Read La fortuna de Matilda Turpin Online
Authors: Álvaro Pombo
Sorprendido por el texto de Hölderlin, Juan Campos ha seguido dando vueltas a la carta entera. Los párrafos siguientes son sumamente piadosos:
Yen verdad que lo primero
(el destino vulgar de Matilda)
conmueve tanto al alma más íntima como lo último. No es un destino tan imponente, pero sí más profundo, y un alma noble acompaña también a un moribundo semejante entre el miedo y la compasión y mantiene su espíritu levantado por la rabia.

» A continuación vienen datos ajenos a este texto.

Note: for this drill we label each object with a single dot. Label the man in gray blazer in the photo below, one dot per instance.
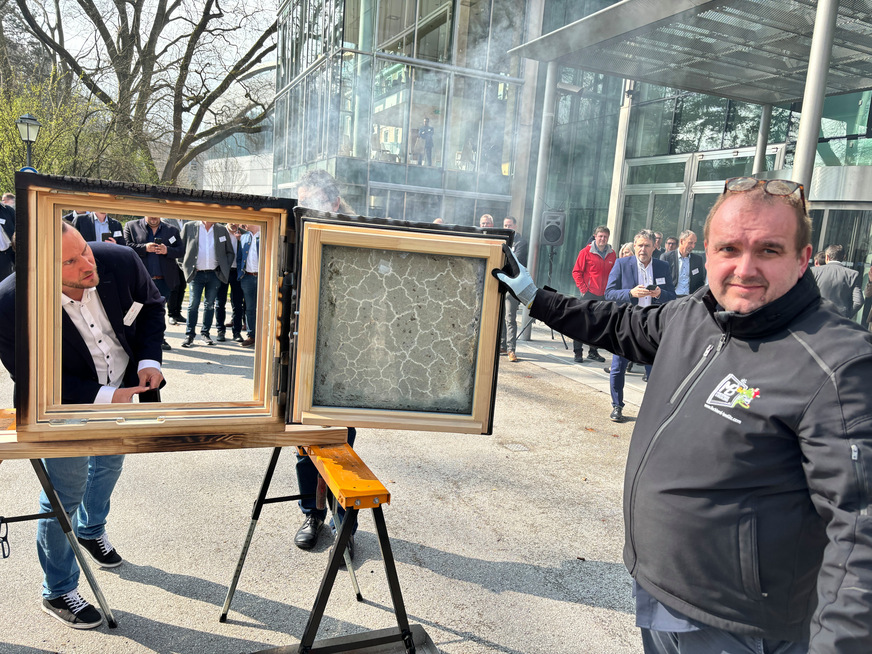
(688, 269)
(839, 284)
(206, 265)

Ciertamente, el espíritu de Juan Campos había permanecido durante toda la enfermedad y muerte de su mujer alzado por la rabia (pero también había rabia contra su mujer porque al acrecentarse la enfermedad, cada vez le rechazaba más). Osciló Juan entre el miedo al dolor y la compasión por su mujer: había sentido rabia contra el destino, la mala suerte, el azar amargo de los padecimientos cancerosos que se precipitan sobre nosotros inopinadamente: que no nos dan, en ocasiones, ni siquiera la posibilidad de presentar una lucha que nos ennoblezca: acogotados por la enfermedad como Matilda, nuestra muerte nos sobreviene, callada y oscura, desbaratando todos los horizontes y todos nuestros brillantes proyectos —desbaratando, sobre todo, en opinión de Juan Campos, la posibilidad de un retiro reposado, de un final feliz para una existencia laboriosa como fue la de Matilda y la suya propia—. La prematura muerte de su mujer había alterado toda la vida de Juan Campos y también, quizá irremediablemente, la vida de Emilia y de Antonio. El peso de estas reflexiones esta mañana inverniza se ha hecho de pronto demasiado fuerte. Juan Campos se levanta, apaga la radio, anuncia que saldrá a dar un paseo. Emilia les ha dejado ya hace un rato. Desde el comedor han oído en la grava el ruido de los neumáticos de su monovolumen, saliendo del jardín, alejándose en dirección a Lobreña.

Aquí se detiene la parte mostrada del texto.